Я задумался. В ее словах был смысл, я это понимал, но мне эта идея не нравилась.
— Не знаю, — наконец вымолвил я. — Не могу представить, как же я без него. Он всегда был со мной. Как я уже сказал, я — его единственная семья.
— Ты хочешь сказать, что он — единственная семья, которой ты обзавелся? — тихо спросила она, и я посмотрел на нее в темноте. Нет, подумал я. Есть еще ты.
— Я поговорю с ним, как только смогу, — ответил я. — А затем мы обсудим наши планы. Однако завтра мне нужно кое–что сделать. — Доминик вопросительно посмотрела на меня, и я пожал плечами: — Я собираюсь в тюрьму, навестить Джека. Я должен придумать, как решить эту проблему, иначе никуда не поеду. Я не хочу быть в ответе за потерянные пять лет его жизни.
Она вздохнула и покачала головой.
— Иногда ты меня удивляешь, — после затянувшегося молчания произнесла она. — Ты не можешь понять, что решение всех твоих проблем — прямо у тебя перед носом.
Я пожал плечами:
— Какой?
— Все, что мы обсуждаем. Уехать из Клеткли. Добраться до Лондона. Начать все заново. Ты и я. И Тома. Решение здесь, только ты не хочешь открыть глаза и увидеть его. — Я уставился на нее, ожидая этого магического ответа, недоумевая, что же она имеет в виду, хотя где–то в глубине души я начал подозревать, что понял ее. — Джек, — в конце концов сказала она, и кончик ее пальца прошелся по мне от горла до груди. Прикосновение ее руки к моей холодной коже отвлекло меня, я опустил голову, удивленный: так много времени минуло с той поры, когда ко мне кто–то прикасался, тем более — она. — Джек собирался уезжать? — спросила Доминик.
— Да, — ответил я; слова застряли у меня в горле. Он придвинулась ближе и прошептала на ухо:
— И на что он собирался там жить, Матье? — я ничего не сказал, она убрала руку и отступила назад. Я молча стоял, точно прирос к земле, не в состоянии шевельнуть даже мускулом, пока она не ушла. Она исчезла во мраке ночи, а ее последние слова звенели у меня в ушах; я противился изо всех сил, но они соблазняли меня: — Пять лет в тюрьме — долгий срок.
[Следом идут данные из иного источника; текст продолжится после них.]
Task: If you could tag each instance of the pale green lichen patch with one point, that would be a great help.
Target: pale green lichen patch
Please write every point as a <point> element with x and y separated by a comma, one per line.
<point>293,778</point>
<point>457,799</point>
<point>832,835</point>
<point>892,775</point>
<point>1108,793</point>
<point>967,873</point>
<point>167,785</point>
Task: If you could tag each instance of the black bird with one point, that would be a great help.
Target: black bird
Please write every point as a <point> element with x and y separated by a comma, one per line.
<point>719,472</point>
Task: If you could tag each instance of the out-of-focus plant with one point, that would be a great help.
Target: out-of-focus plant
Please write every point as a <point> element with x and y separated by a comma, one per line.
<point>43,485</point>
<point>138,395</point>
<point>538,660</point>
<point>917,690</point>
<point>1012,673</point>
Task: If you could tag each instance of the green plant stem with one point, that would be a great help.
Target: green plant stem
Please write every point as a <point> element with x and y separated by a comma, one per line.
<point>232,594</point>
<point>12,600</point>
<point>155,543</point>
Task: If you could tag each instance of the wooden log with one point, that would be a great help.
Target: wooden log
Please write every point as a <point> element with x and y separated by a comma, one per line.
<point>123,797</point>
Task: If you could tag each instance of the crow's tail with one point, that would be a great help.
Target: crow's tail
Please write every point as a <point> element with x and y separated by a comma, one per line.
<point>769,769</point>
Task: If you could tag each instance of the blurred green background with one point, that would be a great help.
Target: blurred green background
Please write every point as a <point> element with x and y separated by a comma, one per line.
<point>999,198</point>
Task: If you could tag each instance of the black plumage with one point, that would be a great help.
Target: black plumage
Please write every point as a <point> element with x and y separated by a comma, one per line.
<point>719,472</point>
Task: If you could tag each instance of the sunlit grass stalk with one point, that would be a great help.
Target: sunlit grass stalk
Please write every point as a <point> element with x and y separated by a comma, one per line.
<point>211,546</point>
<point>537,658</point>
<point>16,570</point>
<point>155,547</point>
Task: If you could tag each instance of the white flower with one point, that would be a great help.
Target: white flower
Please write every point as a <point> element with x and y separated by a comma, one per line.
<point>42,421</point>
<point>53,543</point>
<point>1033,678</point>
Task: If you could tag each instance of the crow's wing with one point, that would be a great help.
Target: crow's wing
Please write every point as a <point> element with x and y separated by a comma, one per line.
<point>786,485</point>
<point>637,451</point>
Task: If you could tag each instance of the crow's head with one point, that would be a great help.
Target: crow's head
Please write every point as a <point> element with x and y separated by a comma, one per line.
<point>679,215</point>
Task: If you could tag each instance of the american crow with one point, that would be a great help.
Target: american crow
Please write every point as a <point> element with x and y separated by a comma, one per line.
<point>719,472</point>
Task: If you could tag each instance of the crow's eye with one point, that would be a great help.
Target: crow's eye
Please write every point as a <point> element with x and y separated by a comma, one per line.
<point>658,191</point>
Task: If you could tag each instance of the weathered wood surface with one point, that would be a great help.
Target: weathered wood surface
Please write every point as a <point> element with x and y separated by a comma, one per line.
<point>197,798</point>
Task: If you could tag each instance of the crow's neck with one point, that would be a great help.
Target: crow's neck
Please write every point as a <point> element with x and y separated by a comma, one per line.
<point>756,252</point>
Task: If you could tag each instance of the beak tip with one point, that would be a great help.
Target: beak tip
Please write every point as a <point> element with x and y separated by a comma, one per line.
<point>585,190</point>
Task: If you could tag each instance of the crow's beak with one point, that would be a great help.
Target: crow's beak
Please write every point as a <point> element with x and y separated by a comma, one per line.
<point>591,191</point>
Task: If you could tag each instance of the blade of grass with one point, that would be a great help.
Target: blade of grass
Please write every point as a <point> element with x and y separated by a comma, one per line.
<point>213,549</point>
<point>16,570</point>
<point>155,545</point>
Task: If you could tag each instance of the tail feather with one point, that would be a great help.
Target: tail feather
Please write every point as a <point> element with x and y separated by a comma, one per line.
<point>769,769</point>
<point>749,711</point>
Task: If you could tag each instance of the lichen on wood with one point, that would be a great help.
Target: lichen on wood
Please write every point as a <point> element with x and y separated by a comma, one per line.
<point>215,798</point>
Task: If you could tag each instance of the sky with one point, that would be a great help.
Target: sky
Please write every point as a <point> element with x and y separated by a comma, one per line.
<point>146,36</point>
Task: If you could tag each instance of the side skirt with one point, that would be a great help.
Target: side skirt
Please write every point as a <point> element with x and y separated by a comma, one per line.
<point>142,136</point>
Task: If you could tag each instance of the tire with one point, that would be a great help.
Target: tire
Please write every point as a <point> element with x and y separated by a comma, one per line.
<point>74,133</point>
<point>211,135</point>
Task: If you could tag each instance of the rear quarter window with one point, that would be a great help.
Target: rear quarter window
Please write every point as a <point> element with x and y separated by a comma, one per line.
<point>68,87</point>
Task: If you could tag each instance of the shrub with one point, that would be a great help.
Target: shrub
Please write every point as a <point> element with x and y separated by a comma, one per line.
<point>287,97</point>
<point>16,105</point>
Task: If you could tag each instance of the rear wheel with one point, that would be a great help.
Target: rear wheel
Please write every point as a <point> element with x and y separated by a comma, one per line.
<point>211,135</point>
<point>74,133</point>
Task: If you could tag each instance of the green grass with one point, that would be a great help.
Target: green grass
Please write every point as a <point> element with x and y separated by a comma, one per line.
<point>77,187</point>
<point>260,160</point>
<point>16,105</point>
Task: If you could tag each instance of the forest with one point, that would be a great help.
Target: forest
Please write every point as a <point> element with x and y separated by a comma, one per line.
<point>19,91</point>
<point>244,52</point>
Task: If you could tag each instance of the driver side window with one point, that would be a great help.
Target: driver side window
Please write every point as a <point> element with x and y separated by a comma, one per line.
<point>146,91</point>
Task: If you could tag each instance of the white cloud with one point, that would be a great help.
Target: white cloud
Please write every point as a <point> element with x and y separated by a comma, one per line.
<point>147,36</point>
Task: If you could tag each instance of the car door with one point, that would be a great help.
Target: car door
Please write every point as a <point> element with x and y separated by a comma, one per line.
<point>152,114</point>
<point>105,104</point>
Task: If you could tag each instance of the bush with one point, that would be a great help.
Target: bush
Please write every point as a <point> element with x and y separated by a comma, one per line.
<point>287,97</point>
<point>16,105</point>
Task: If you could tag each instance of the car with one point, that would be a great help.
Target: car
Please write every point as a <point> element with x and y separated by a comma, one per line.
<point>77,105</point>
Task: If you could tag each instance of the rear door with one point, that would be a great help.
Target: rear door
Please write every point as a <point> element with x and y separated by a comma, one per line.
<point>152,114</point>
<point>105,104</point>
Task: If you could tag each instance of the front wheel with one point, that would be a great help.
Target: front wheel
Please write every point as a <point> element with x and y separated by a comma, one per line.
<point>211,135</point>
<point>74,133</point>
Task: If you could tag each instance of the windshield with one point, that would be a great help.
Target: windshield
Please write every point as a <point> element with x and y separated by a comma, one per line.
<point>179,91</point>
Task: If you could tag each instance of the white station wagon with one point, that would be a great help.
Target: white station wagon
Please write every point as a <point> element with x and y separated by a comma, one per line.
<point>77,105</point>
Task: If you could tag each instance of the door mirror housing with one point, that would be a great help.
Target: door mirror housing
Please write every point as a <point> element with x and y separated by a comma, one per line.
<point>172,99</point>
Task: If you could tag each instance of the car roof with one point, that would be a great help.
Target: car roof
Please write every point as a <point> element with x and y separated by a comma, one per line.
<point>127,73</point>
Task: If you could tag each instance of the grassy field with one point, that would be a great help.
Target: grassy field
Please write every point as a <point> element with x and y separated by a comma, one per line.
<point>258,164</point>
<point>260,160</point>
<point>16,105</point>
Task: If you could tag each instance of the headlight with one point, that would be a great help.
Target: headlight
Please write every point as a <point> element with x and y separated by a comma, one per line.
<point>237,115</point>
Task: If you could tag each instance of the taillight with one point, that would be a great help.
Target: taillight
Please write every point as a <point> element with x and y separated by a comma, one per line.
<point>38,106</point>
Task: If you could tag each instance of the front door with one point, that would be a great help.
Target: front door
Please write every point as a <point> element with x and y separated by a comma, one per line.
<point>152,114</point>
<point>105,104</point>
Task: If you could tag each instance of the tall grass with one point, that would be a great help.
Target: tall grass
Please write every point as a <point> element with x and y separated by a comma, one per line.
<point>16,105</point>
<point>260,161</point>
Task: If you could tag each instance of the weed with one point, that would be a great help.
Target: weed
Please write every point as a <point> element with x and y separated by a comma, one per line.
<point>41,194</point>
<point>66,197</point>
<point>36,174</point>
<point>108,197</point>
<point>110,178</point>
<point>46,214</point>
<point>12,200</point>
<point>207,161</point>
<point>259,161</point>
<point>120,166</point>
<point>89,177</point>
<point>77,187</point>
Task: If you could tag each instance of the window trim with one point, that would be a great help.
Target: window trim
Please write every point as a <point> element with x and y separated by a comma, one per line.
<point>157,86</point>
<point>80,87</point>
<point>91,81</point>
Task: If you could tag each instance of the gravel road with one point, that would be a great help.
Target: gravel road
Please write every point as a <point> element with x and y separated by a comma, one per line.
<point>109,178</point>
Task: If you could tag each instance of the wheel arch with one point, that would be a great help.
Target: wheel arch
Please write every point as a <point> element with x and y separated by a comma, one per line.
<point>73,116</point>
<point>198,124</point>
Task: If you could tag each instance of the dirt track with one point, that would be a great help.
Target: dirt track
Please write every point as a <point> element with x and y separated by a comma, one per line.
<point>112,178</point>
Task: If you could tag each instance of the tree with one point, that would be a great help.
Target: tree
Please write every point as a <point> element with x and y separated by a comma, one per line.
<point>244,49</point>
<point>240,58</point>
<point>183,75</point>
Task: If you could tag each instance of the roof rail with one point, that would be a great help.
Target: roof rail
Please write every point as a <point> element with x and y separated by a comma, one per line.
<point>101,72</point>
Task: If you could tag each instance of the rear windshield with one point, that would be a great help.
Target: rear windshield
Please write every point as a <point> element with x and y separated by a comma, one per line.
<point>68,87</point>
Моя первая встреча с миром телевидения состоялась не в 1990–х, когда открылась наша спутниковая телевещательная станция, а в конце 1940–х: я тогда жил в Голливуде, неподалеку от того дома, где в начале века впервые встретил Констанс. После биржевого краха в 1929 году я уехал на Гавайи и с комфортом прожил там вплоть до окончания войны, но мне начала приедаться праздная жизнь, и я ощутил потребность в переменах. Тогда я вернулся в Калифорнию вместе со своей молодой женой Стиной, с которой познакомился на островах, и поселился в симпатичном бунгало с окнами на юг, неподалеку от Холмов.
Я решил покинуть Гавайи не только ради себя; трое братьев Стины погибли в последние месяцы войны, и эта утрата опустошила ее. В то время мы жили в той же деревне, где они выросли, и у нее начались галлюцинации — братья мерещились ей повсюду, на улице, в барах, она была уверена, что их призраки вернулись сказать «алоха». Я проконсультировался с врачом, и тот предположил, что пользу могла бы принести перемена места, поэтому я решил увезти ее в такое, что было бы совершенно не похоже на привычный ей тихий сонный мирок: познакомить ее с городом, чей блеск и претенциозность не имели себе равных.